Right now my rats are sleeping in their elaborate secret nests, and I could say that they are boring, but they are going to get up around 7:30 tonight and want to eat and play and then they won't be...

More depends on how I explain myself than on how I treat my rats when it comes to the kind of replies I'm likely to get to a post...

Daniel, don't take it personal... everyone on this board loves rats and just wants the best for them, sometime we all misunderstand each other... that's all...

Im sure no offense was intended against you personally.

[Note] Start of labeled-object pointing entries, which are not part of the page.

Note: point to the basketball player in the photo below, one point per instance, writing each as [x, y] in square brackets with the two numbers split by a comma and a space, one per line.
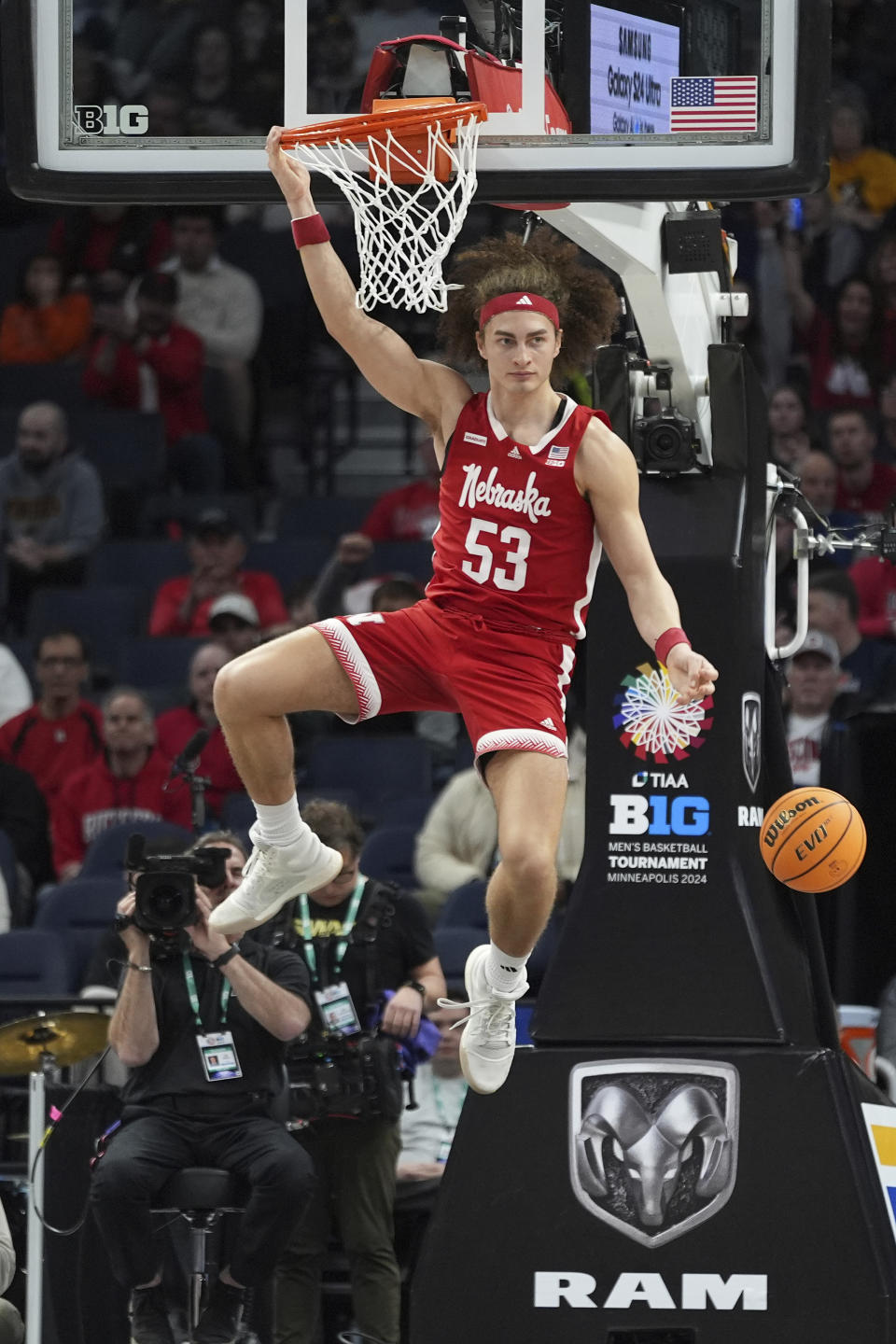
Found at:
[532, 487]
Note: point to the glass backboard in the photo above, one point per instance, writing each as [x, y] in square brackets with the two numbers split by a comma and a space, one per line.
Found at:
[644, 100]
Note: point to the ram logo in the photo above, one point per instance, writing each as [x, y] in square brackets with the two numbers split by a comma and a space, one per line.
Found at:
[653, 1144]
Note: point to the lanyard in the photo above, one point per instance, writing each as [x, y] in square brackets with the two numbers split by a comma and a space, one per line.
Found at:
[448, 1126]
[193, 996]
[311, 956]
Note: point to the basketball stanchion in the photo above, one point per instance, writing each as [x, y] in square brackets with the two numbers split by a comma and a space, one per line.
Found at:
[409, 173]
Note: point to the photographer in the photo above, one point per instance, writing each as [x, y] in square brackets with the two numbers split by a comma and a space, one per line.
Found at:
[359, 938]
[201, 1022]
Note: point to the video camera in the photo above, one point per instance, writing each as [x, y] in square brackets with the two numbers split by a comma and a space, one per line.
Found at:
[165, 886]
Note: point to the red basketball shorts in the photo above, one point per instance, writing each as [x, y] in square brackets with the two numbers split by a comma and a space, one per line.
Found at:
[508, 687]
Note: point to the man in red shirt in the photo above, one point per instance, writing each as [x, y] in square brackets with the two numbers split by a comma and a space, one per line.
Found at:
[127, 784]
[62, 732]
[217, 552]
[175, 727]
[532, 488]
[864, 484]
[156, 364]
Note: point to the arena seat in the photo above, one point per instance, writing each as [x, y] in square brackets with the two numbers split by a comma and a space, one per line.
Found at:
[105, 857]
[158, 660]
[33, 962]
[107, 614]
[388, 855]
[79, 910]
[376, 767]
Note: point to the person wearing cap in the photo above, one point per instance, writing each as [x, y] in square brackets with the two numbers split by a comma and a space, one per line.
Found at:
[232, 620]
[217, 552]
[175, 727]
[819, 744]
[532, 487]
[156, 364]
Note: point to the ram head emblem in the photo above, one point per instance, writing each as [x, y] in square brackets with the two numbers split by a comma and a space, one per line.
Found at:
[653, 1166]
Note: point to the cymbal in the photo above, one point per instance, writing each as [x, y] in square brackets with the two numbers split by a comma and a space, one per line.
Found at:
[64, 1036]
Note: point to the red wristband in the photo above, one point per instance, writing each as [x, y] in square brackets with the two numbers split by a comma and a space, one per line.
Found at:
[668, 640]
[309, 230]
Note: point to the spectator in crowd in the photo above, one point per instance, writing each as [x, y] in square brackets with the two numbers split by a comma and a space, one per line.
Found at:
[26, 819]
[217, 552]
[881, 272]
[865, 485]
[51, 510]
[232, 622]
[211, 1105]
[458, 842]
[868, 666]
[119, 242]
[45, 324]
[175, 727]
[62, 732]
[886, 449]
[15, 689]
[862, 179]
[789, 439]
[849, 351]
[127, 784]
[819, 749]
[410, 512]
[355, 1160]
[222, 304]
[819, 487]
[829, 249]
[11, 1325]
[156, 364]
[875, 581]
[771, 317]
[259, 54]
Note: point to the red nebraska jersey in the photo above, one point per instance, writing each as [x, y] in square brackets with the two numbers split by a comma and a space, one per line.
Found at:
[516, 542]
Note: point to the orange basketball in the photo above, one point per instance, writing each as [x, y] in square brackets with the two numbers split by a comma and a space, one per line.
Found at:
[813, 839]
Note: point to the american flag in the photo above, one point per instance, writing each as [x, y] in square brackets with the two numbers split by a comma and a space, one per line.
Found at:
[713, 103]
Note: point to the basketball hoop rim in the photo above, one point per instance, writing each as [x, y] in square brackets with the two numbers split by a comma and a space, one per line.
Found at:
[418, 119]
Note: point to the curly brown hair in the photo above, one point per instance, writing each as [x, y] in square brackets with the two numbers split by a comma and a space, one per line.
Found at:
[548, 265]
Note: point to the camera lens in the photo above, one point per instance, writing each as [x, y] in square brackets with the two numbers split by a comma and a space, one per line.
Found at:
[167, 900]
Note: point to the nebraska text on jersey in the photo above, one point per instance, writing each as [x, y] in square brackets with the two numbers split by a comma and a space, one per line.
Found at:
[516, 542]
[492, 491]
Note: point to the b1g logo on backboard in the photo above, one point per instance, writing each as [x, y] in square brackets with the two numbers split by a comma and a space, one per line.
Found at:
[132, 119]
[653, 1142]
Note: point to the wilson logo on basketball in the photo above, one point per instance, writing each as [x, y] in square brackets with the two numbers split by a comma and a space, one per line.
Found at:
[813, 839]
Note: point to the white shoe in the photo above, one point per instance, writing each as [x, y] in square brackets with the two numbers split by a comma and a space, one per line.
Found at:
[273, 876]
[489, 1035]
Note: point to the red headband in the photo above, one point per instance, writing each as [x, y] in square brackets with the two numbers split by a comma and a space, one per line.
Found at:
[519, 302]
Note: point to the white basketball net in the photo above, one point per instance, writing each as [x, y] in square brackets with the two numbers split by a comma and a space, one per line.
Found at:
[403, 231]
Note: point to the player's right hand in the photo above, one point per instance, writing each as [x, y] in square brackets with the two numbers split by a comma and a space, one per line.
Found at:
[293, 177]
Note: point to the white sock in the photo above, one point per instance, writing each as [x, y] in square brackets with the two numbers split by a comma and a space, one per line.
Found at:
[504, 972]
[280, 824]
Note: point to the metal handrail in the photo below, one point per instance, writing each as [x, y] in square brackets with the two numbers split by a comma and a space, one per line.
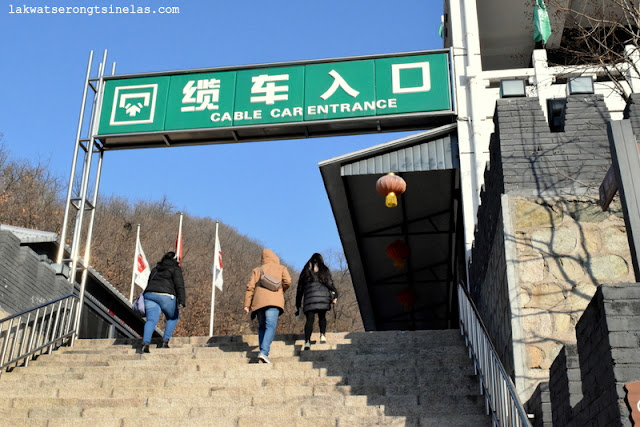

As to your original question... I'm thinking my rat's lifestyle might be a little over the top for yours and training shoulder rats is serious business and a good way to get the wrong rats killed, but maybe you get some ideas from this post otherwise...

Best luck.


----------



## Gannyaan (Dec 7, 2012)

Daniel said:


> And I am insulted you thought that was the point of my post.
> 
> I think I am done with this website.


I don't think that's what you meant ... Geeze....I think the reason you're asking is because you care about them and WANT to find ways to play with them and allow them to have fun ...

I hope you're still around!

First, do you have boys ? They tend to be lazy ...

Also, as they get older they get a lot more calm , and it's harder to get them to play sometimes, unless something reallllyy stimulates them! 

My two girls (one is 1 yr old an the other is 2) were starting to be not so interested in playing , etc.... Then I got two young playful girls, and they are a lot more active now!

Also I realized my old girl is only active between very specific night hours...

Anyways the reason I think that they're becoming like that is because they're in a "routine" and haven't found stimulating things for their personalities . It may be hard, but try to find them  

Check out the toys sticky on this forum for ideas ! 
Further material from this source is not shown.